Last night, with bare feet and not tip-toeing, she was four and a half inches taller than Miss Cook. Katie's neck was bare last night; the skin was perfectly smooth both to touch and sight, whilst on Miss Cook's neck is a large blister, which under similar circumstances is distinctly visible and rough to the touch. Katie's ears are unpierced, whilst Miss Cook habitually wears ear-rings. Katie's complexion is very fair, while that of Miss Cook is very dark. Katie's fingers are much longer than Miss Cook's, and her face is also larger. In manners and ways of expression there are also many decided differences.
In a later contribution, he adds:
Having seen so much of Katie lately, when she has been illuminated by the electric light, I am enabled to add to the points of difference between her and her medium which I mentioned in a former article. I have the most absolute certainty that Miss Cook and Katie are two separate individuals so far as their bodies are concerned. Several little marks on Miss Cook's face are absent on Katie's. Miss Cook's hair is so dark a brown as almost to appear black; a lock of Katie's, which is now before me, and which she allowed me to cut from her luxuriant tresses, having first traced it up to the scalp and satisfied myself that it actually grew there, is a rich golden auburn.
On one evening I timed Katie's pulse. It beat steadily at 75, whilst Miss Cook's pulse a little time after was going at its usual rate of 90. On applying my ear to Katie's chest, I could hear a heart beating rhythmically inside, and pulsating even more steadily than did Miss Cook's heart when she allowed me to try a similar experiment after the seance. Tested in the same way, Katie's lungs were found to be sounder than her medium's, for at the time I tried my experiment Miss Cook was under medical treatment for a severe cough.

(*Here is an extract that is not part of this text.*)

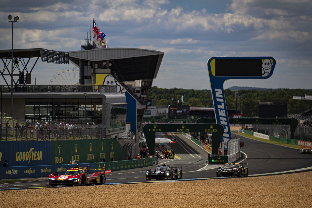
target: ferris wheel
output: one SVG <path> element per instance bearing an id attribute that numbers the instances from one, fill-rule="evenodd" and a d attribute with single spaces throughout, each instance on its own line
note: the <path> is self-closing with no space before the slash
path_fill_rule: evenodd
<path id="1" fill-rule="evenodd" d="M 49 84 L 79 84 L 79 68 L 76 66 L 61 69 L 53 75 Z"/>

Crookes took forty-four photographs of Katie King by the aid of electric light. Writing in THE SPIRITUALIST (1874, p. 270), he describes the methods he adopted:
During the week before Katie took her departure, she gave seances at my house almost nightly, to enable me to photograph her by artificial light. Five complete sets of photographic apparatus were accordingly fitted up for the purpose, consisting of five cameras, one of the whole-plate size, one half-plate, one quarter-plate, and two binocular stereoscopic cameras, which were all brought to bear upon Katie at the same time on each occasion on which she stood for her portrait. Five sensitizing and fixing baths were used, and plenty of plates were cleaned ready for use in advance, so that there might be no hitch or delay during the photographing operations, which were performed by myself, aided by one assistant.

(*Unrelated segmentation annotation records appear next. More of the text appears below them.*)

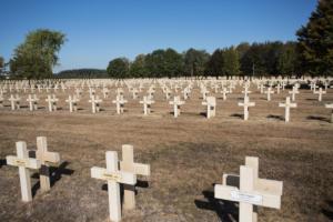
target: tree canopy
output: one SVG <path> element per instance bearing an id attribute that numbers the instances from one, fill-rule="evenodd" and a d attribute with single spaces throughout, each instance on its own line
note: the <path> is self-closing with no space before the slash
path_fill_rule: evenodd
<path id="1" fill-rule="evenodd" d="M 333 1 L 321 0 L 307 24 L 297 32 L 297 50 L 304 72 L 333 74 Z"/>
<path id="2" fill-rule="evenodd" d="M 12 75 L 27 79 L 52 77 L 52 68 L 59 61 L 58 52 L 64 41 L 65 36 L 59 31 L 38 29 L 29 32 L 10 60 Z"/>
<path id="3" fill-rule="evenodd" d="M 120 79 L 128 78 L 130 71 L 130 61 L 127 58 L 117 58 L 109 62 L 107 72 L 109 77 Z"/>

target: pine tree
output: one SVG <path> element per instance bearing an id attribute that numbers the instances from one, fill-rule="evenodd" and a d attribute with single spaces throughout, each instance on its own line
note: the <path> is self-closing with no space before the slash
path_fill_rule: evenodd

My library was used as a dark cabinet. It has folding doors opening into the laboratory; one of these doors was taken off its hinges, and a curtain suspended in its place to enable Katie to pass in and out easily. Those of our friends who were present were seated in the laboratory facing the curtain, and the cameras were placed a little behind them, ready to photograph Katie when she came outside, and to photograph anything also inside the cabinet, whenever the curtain was withdrawn for the purpose. Each evening there were three or four exposures of plates in the five cameras, giving at least fifteen separate pictures at each seance; some of these were spoilt in the developing, and some in regulating the amount of light. Altogether I have forty-four negatives, some inferior, some indifferent, and some excellent.

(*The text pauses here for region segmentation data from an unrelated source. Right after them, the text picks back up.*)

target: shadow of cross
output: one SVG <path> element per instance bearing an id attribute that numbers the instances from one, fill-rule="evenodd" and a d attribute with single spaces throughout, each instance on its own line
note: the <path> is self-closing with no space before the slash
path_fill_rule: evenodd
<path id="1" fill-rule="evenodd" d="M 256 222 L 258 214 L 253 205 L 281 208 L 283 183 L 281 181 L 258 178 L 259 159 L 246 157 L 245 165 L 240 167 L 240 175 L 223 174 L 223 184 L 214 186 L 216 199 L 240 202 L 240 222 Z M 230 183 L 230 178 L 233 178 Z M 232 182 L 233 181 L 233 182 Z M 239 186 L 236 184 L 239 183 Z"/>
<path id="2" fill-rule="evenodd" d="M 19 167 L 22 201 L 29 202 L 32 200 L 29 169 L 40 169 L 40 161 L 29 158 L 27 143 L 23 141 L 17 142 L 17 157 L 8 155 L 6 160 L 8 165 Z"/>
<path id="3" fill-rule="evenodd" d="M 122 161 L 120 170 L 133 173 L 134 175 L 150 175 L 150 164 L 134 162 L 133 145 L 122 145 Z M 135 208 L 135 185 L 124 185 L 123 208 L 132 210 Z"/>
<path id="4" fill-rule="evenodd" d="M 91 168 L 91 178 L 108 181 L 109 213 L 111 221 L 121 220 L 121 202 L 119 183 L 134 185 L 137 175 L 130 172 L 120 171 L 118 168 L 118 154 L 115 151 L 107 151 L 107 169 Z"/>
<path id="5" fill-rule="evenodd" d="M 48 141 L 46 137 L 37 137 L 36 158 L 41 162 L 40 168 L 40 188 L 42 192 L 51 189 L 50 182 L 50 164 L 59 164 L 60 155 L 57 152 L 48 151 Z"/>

Some of these photographs are in the author's possession, and surely there is no more wonderful impression upon any plate than that which shows Crookes at the height of his manhood, with this angel-for such in truth she was-leaning upon his arm. The word "angel" may seem an exaggeration, but when an other-world spirit submits herself to the discomforts of temporary and artificial existence in order to convey the lesson of survival to a material and worldly generation, there is no more fitting term.